Les attentats d’Orlando et de Magnanville ont mis en évidence une nouvelle génération de jihadistes, isolés, auto-labellisés, qui gomment la frontière entre fait divers et attentat. Comment lutter contre ce terrorisme diffus ?

Ingrid Merckx  • 22 juin 2016 abonné·es
Magnanville : Les nouveaux visages du terrorisme
© DOMINIQUE FAGET/AFP

« Terrorisme de proximité ». L’expression a traversé quelques journaux au lendemain des tueries d’Orlando et de Magnanville. Elle fait froid dans le dos. D’une part, en ce qu’elle renverse l’idée d’une proximité bienveillante : « commerce de proximité », « hôpital de proximité », « justice de proximité »… D’autre part, parce qu’elle sonne l’avènement d’une nouvelle forme de terrorisme.

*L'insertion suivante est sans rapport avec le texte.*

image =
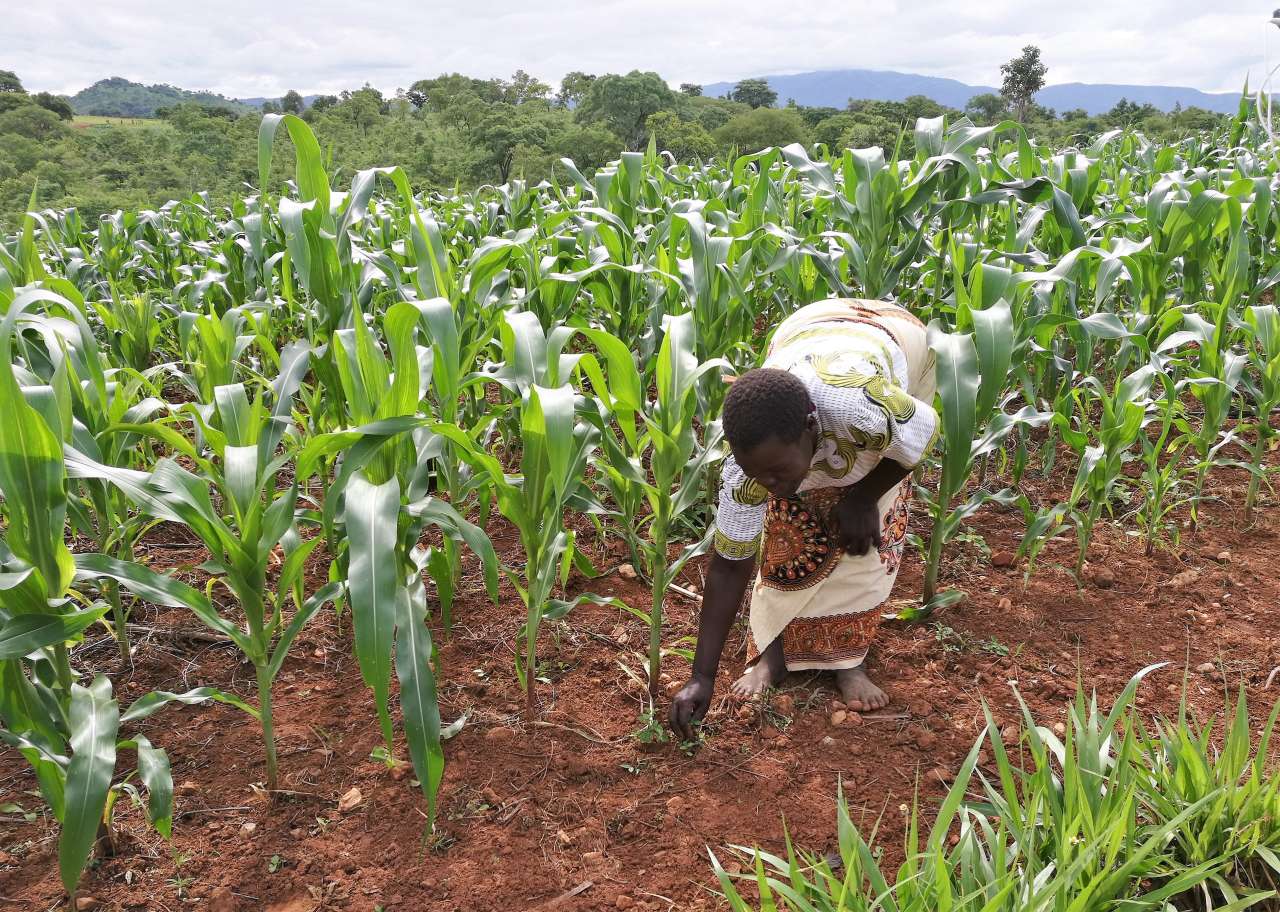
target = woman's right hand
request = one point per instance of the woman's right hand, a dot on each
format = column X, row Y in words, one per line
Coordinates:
column 690, row 705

Désormais, le terroriste type ne serait plus le délinquant de quartier populaire fanatisé dans une mosquée ou en prison et partant se former dans des camps d’entraînements en Syrie. C’est, potentiellement, son voisin de palier. Rallié à Daech en quelques mois, voire au moment du « passage à l’acte ». Pas formé, ou alors dans un camp en France, où des candidats égorgeurs s’entraînent sur des lapins. Embrassant Daech comme la dernière cause en vogue pour tous les désespérés en mal d’identité, d’héroïsme, d’appartenance, d’idéal, d’absolu… Lequel Daech moissonne opportunément ces recrues de fraîche date qui lui font allégeance sans même qu’il ait eu besoin de les recruter. Résultat d’une intense campagne de communication qui lui a fait gagner sur le terrain virtuel les positions qu’il perdait sur le terrain réel, et convertir en nouvelle victoire de sa guerre contre l’Occident ce qui aurait pu relever du fait divers sinistre mais banal.

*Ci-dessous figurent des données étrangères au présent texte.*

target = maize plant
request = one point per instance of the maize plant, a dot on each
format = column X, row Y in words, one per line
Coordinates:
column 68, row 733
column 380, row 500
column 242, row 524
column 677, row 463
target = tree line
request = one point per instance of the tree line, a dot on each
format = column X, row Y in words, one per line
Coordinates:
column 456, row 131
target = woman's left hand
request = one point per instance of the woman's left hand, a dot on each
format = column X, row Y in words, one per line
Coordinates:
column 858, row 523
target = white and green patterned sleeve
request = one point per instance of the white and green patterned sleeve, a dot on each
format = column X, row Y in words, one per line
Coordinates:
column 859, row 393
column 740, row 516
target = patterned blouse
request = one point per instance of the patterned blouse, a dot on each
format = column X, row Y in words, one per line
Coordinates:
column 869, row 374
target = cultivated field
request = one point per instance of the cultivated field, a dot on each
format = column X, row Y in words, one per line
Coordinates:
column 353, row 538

« Sauf qu’un fait divers n’aurait pas connu une telle publicité, commente le philosophe et sociologue du fait religieux Raphaël Liogier. Ce qui change la donne, c’est la revendication par Daech d’un drame comme celui de Magnanville. Dans une société pas sûre de ses identités, Daech est devenu une franchise qui fonctionne avec des prises de parts de marché dans un califat virtuel. » Pire, ce serait même ce label qui en ferait basculer certains. « Des jeunes anti-gay à l’homophobie intériorisée, comme le tueur d’Orlando, ou anti-flics, comme celui de Magnanville – même si ce n’est pas la même mécanique psychique –, il y en a plein les rues, observe le pédopsychiatre Serge Hefez. Certains se livrent à des violences. Mais, ce qui fait qu’aujourd’hui quelques-uns deviennent des tueurs, c’est la propagande de Daech, qui leur promet la pureté et la résolution de leurs conflits intérieurs. »

Daech comme porte de sortie pour des jeunes qui, des pays du Nord à ceux du Sud, se sentent sans avenir, et pour qui la violence agit comme un « substitut », analyse Farhad Khosrokhavar, directeur d’études à l’École des hautes études en sciences sociales. Daech comme seule forme de transcendance dans un monde vide de sens, « comme une perspective de guérison, de s’en remettre à une force supérieure », complète Serge Hefez. Daech, comme bannière d’une communauté virtuelle à portée d’écran de -téléphone ou d’ordinateur. « Il suffit de lire Dar al islam, reprend Raphaël Liogier. Le magazine en français de l’EI met en images et en slogans un kit du parfait jihadiste, qui fait appel à un imaginaire aussi bien nourri de mangas que de films de superhéros. » Ces « nouveaux ninjas de l’islam », comme il les appelle, sont « souvent passés par la délinquance ». « Majoritairement d’origine maghrébine – et non musulmane, comme on dit improprement –, ils viennent au jihadisme pour pouvoir se forger un profil héroïque, et c’est au cours de leur entraînement au jihad qu’ils adoptent une justification fondamentaliste, a posteriori. »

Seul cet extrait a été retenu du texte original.